No child has died or been seriously injured during his year at the division, he said.

Steele said he didn't have any regrets at the agency and noted that he was proud to have worked with the division's staff to restore funding from the federal Office of Juvenile Justice and Delinquency Prevention. Over the summer, the division distributed more than $530,000 in grants from the federal agency to programs in Arkansas aimed at keeping youths out of the court system.

Madelyn Keith, the president of the Arkansas Youth Service Providers Association, said she was saddened to hear that Steele is leaving.

"I believe that given the opportunity and support needed, Tracy could have led DYS and our state in some productive reform efforts," wrote Keith, who is the executive director of East Arkansas Youth Services in Marion. The nonprofit contracts with the state to provide community-based programs for youths.

Steele leaves the agency after more than 15 years working in some role with the state's juvenile justice system.

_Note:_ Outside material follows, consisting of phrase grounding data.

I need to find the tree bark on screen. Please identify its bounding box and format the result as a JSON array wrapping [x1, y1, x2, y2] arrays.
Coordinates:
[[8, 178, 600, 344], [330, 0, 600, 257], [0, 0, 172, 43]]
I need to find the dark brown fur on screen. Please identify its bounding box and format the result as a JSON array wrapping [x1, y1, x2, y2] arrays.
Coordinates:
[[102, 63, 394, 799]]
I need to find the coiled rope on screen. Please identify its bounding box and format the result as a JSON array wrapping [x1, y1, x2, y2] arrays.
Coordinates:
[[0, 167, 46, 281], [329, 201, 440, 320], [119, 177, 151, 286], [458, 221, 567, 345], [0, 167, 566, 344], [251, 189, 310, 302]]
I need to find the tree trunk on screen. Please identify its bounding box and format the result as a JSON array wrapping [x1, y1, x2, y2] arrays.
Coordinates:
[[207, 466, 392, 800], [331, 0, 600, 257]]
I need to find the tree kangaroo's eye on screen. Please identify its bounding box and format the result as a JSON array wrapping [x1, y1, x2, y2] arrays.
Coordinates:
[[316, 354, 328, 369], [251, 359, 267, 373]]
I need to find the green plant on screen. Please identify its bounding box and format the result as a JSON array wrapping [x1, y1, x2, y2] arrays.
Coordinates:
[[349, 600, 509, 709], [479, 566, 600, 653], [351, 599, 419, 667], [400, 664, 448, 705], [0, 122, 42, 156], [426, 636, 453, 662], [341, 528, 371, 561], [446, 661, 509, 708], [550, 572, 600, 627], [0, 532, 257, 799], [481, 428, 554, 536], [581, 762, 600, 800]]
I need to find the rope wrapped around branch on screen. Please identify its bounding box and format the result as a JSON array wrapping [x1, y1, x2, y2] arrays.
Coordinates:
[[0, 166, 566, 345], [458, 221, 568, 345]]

Steele was first elected to the state House in 1998, serving two terms before being elected to the Senate in 2002. He served in the Senate from 2003-10, when he was elected to another term in the House. He was term-limited from running again for that seat in 2012.

In his time in the Legislature, Steele was chairman of the House and Senate committees that oversee the Youth Services Division and worked on a number of issues that would later overlap with his work as director. He sponsored a bill, that later became law, to provide human services workers in schools.

He also proposed several bills involving the Youth Services Division that failed, including a bill seeking to define the relationship between the agency and the community-based youth service providers who contract to treat at-risk youths.

After leaving the General Assembly, Steele made an unsuccessful bid in a crowded race for North Little Rock mayor in 2012. He lost in a runoff against current North Little Rock Mayor Joe Smith.

About six months later, he was named Youth Services Division director.